La verdad es que el espectáculo que se ha montado está siendo memorable. Políticas llorando porque a su amigo lo han pillado con el carrito el helado, otros con cara de funeral y hasta maquillaje para la ocasión, tertulianos que compiten a ver cuál dice la frase más tremendista, el calificativo más tenebroso, la definición más exagerada, como en la película Casablanca, cuando el comisario Renault se asombra de que en aquel local se juegue mientras cobra las fraudulentas ganancias en la ruleta. Hombre, por Dios, el neorromántico autor teatral don Eduardo Marquina habría suscrito algunas de las lamentaciones más patéticas, interpretadas con la solvencia de la función de fin de curso, para añadirlas a la grandilocuencia de En Flandes de ha puesto el sol. Venga ya, si en los mentideros de Madrid se sabe con meses de antelación lo que sucede entre bambalinas, o lo que se prepara para una coyuntura determinada. Es un gran teatro, y fingen sorpresa cuando sabíamos que esas cosas ya pasaban con los marcadores electrónicos del Mundial del 82.

 

Si no fuera porque los verdaderos problemas de la ciudadanía siempre quedan en segundo plano, al albur de una comisión parlamentaria, unas directrices que al final son agua de borrajas o unas declaraciones que nunca cristalizan en soluciones, sería para agarrar una silla y sentarse a ver el espectáculo, que de tan cutre se vuelve fascinante, porque ya no sabes si mañana afeitan a la mujer barbuda o el hombre-bala bate un nuevo récord. Y todo revestido de una solemnidad que recuerda a lo sagrado, con los palabrones puestos en la punta de la pica a acomodo de cada cual: libertad, democracia, Estado de Derecho (¡ja!)

 

También podríamos ponernos eruditos y tirar otra vez de Juan Marichal y Américo Castro, quien, al contrario que Claudio Sánchez Albornoz, tenía una idea muy negativa de España, y basaba su opinión en que, de cada civilización que ha pasado por nuestro territorio, ha quedado una pátina de lo peor. Según él, cuando llega una nueva cultura, puede imponerse a la anterior, o bien asumirla, pero no suelen convivir las dos en los ancestros de ese país.
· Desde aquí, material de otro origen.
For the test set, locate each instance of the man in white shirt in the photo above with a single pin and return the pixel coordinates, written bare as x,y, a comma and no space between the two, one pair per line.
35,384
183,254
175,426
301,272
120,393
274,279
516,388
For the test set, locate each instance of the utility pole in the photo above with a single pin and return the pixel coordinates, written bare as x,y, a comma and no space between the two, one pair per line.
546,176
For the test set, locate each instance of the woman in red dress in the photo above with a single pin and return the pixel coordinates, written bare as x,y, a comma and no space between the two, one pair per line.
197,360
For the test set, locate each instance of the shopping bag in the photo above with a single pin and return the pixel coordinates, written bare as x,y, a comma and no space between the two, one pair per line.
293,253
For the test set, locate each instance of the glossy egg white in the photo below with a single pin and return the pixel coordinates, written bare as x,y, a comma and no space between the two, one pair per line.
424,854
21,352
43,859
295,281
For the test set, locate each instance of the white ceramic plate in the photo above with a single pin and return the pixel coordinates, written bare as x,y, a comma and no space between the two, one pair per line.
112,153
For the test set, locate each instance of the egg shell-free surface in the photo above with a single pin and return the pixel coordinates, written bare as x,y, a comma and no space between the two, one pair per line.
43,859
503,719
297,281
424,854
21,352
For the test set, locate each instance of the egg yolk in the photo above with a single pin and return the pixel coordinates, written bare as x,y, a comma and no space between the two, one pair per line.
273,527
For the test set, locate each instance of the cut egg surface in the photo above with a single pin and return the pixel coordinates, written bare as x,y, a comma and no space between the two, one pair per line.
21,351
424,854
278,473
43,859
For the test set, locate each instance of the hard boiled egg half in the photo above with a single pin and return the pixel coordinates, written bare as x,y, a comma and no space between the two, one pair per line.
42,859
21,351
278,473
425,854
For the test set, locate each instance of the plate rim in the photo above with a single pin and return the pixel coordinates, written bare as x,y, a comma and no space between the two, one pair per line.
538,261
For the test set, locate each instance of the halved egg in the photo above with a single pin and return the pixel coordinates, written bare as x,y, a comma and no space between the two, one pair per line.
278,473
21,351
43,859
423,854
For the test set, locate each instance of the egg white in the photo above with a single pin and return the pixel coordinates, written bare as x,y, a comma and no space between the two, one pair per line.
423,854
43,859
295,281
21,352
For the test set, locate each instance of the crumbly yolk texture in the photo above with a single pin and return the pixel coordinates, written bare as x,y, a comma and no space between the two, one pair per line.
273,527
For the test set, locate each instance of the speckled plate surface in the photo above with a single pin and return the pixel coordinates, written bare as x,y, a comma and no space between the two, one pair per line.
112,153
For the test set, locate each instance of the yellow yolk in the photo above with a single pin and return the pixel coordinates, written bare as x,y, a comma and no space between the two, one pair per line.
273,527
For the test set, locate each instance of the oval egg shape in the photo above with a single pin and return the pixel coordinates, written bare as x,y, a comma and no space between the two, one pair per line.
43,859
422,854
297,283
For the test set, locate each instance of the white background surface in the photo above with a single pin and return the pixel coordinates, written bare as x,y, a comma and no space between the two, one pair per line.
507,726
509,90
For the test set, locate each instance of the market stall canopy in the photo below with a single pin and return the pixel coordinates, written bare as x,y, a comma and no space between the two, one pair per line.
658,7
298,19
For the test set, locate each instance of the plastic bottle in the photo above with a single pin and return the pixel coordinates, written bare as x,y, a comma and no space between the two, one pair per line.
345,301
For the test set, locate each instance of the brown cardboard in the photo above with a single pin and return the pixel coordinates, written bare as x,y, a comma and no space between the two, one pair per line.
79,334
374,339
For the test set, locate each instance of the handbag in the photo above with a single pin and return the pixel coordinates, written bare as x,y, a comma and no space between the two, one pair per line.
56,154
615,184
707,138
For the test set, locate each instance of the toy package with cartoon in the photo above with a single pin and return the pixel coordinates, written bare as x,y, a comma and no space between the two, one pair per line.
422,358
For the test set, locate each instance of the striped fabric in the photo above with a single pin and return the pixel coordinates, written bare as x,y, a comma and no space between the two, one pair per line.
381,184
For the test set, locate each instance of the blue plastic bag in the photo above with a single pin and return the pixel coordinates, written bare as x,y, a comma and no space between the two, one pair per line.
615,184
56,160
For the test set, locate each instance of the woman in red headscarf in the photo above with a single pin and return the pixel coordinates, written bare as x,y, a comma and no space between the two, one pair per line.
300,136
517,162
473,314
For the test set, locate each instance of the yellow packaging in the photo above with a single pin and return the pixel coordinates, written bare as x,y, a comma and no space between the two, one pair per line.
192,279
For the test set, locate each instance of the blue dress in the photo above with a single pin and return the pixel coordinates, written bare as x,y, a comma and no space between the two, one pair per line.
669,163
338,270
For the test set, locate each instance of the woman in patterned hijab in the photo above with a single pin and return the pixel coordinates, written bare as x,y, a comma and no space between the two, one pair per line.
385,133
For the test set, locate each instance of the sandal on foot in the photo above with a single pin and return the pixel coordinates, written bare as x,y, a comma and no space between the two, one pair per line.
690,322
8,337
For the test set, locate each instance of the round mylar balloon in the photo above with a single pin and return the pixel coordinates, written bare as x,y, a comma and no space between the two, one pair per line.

En España seguían todas, enfrentadas y reconcomiéndose como sociedad. Supongo que él podría decirlo, porque, hijo de Españoles, nació en Brasil, vivió en España y luego anduvo por Europa, América Latina y Estados Unidos, donde fue profesor de las mejores universidades. En una de ellas tuvo como alumno al tinerfeño Juan Marichal, que luego alcanzó cimas intelectuales.

 

A mitad de los 90, tuve el privilegio de entrevistar a Marichal en Madrid y se sentía orgulloso de poder rebatir a don Américo Castro, su maestro, ya que el tinerfeño sostenía que, como resultado de La Transición, por fin España se había liberado de sus atavismos cainitas. En vista de cómo han transcurrido los últimos 30 años, empiezo a pensar que Juan Marichal ha perdido la apuesta con don Américo, y que volvemos a las andadas. Corrupción y guerracivilismo son constantes en un país que se ufana de haber inventado la picaresca. Y en esas estamos, y cruzo los dedos para que, definitivamente, Juan Marichal tenga razón.

 

¿Y ahora qué hacemos? Podemos seguir hasta el infinito mareando la perdiz, enarbolando el “y tú más”, pero necesitamos que el país funcione, porque, con lo vergonzante y nauseabundo que nos resulte leer o escuchar esos mensajes cavernícolas, resulta que es urgente resolver problemas de un calado abisal. Por ejemplo, el asunto de la migración y el cuidado de los menores no acompañados, que haya una política de vivienda digna, con lo que, a la larga, este bloqueo hará reventar al turismo, que en Canarias falten nueve mil personas para atender políticas sociales, que haya personal suficiente y con trato laboral digno y justo en la sanidad, que se suspenda la tendencia a la gentrificación, haciendo que barrios tradicionales enteros caigan en manos de fondos buitre para crear zonas de lujo, con lo que crecerá la miseria, que… Y me da igual de quién sea la responsabilidad. Lo que haya que hacer, que se haga, y andando ligerito, que hay mucha plancha y ya toca gobernar para la gente, no para la televisión, que para tragedias políticas escenificadas ya tenemos a Macbeth y Coriolano, y estos nunca serán tan buenos como Shakespeare.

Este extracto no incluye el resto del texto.